Sunday, December 30, 2012

I love love

I've been feeling like writing a lot lately. I've got so many things going on in this head of mine.
I have changes I want to make, which I talked about in my last post and I have been feeling so thankful and so much love for my family lately. I know it seems kinda like I think things are perfect in my life, but I don't. I know they are not perfect but I love the life God gave me. Just having three of the most wonderful kids and feeling so completely overwhelmed with the love I have for them.

Tonight I'm feeling it, I'm feeling it so much. They drive me crazy sometimes. So crazy, so so crazy. Yes, I lose it sometimes, my patience runs thin but at the end of the day, when I'm lying here in my bed, I think about how amazing they are. And how much I love them.


Ava is seriously one of the coolest, most amazing people I know. And even if she wasn't my kid I would totally feel that way. She is a leader, I love that! She is her own person and always has been. She could care less what everyone else is doing, wearing, or into. If she likes it she likes it. If she doesn't, she doesn't. I love that about her so much. I love her confidence. If I compliment her, she says thank you. She doesn't feel like she has to say anything to downplay the compliment. Like I usually do. She feels so confident in who she is. I am beyond proud to call her mine. She loves Evelyn and is such a mama to her. Very protective and loves to hug and kiss her. She told me this morning she couldn't wait to have her own babies:) she's going to be an amazing mama one day.


Evelyn has been such a blessing to our family, her being here has changed everything but in such a good way. Our life is so completely different now. But oh my goodness I wouldn't change a thing. She is the best baby, she wakes up smiling and happy and loves seeing all of us in the morning. She has the sweetest smile with her one little tooth and her chubby cheeks and dimples. She's crawling and saying mama, dada and just this week started saying bubba. Eli is as happy as he can be over that. He's been waiting on this day. She makes me smile and makes everyday so much sweeter. I could not imagine our life without her.

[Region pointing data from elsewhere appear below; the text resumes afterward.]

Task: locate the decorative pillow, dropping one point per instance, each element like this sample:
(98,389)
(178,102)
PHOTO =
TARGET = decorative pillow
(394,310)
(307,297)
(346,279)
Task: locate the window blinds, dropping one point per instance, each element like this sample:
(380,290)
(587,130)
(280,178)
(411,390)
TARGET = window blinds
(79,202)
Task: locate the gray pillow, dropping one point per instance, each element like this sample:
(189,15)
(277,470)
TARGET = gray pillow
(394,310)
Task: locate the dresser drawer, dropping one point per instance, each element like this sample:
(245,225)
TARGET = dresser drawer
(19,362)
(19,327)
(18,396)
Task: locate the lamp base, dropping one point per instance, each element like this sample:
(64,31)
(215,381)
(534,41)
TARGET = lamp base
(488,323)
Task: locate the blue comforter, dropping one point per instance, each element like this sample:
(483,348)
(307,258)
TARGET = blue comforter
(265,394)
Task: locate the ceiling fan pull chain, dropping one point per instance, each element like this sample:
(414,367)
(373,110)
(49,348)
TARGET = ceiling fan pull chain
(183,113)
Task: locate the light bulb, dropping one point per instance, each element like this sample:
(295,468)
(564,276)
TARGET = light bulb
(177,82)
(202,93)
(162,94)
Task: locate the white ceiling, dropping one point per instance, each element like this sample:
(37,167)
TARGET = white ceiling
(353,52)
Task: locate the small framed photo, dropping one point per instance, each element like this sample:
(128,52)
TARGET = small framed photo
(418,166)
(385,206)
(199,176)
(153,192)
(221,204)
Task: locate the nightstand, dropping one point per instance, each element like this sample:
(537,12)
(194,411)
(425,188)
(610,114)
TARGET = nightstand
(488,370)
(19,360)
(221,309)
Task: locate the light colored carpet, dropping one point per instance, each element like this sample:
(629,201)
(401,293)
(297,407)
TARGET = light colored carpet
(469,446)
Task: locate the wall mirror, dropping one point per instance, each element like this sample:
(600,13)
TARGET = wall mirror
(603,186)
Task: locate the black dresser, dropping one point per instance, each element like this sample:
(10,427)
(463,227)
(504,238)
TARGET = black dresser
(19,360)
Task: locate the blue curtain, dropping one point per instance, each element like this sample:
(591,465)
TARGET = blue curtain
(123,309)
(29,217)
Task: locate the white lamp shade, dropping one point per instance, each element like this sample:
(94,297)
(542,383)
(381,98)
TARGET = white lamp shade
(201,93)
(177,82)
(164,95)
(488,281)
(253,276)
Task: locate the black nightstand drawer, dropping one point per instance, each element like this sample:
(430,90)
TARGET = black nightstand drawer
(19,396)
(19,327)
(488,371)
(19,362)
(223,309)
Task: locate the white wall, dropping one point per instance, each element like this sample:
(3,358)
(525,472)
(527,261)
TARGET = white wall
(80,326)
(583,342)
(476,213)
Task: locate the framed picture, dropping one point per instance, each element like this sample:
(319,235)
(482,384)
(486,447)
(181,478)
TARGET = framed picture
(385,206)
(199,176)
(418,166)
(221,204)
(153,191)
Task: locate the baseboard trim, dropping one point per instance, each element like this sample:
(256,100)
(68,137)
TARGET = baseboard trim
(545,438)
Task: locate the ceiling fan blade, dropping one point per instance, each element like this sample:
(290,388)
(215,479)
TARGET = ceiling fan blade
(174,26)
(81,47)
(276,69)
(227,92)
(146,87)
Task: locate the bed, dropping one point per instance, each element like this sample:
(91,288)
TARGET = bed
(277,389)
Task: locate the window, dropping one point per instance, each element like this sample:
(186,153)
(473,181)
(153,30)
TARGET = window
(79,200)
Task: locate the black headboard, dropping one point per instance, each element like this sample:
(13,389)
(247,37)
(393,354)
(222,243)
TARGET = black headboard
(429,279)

Eli is all boy. I have had days where i feel like I just don't understand him. I never had a brother and was only around my boy cousins some growing up. He's a ball of energy and he's so smart. He's a thinker. He asks a lot of questions and sometimes I see him stare off in space and I know his mind is growing. He loves being active and is a bit competitive. Which can cause some fights with him and Ava. I know they love each other more than anything but oh my goodness, those two will argue about anything! I love this boy, he was my first baby. My only boy and sometimes when I look at him, I see that little boy that always wanted me to play with him. Those days went by fast. Too fast. I love that Eli likes to play outside, he's not much into video games and tv. He wants to be playing basketball, football or anything outdoors. He's an amazing kid.



I am thankful for all God has given me and I want to cherish these moments and hold onto these memories with them. The time is going fast, I'm just trying to hold on tight.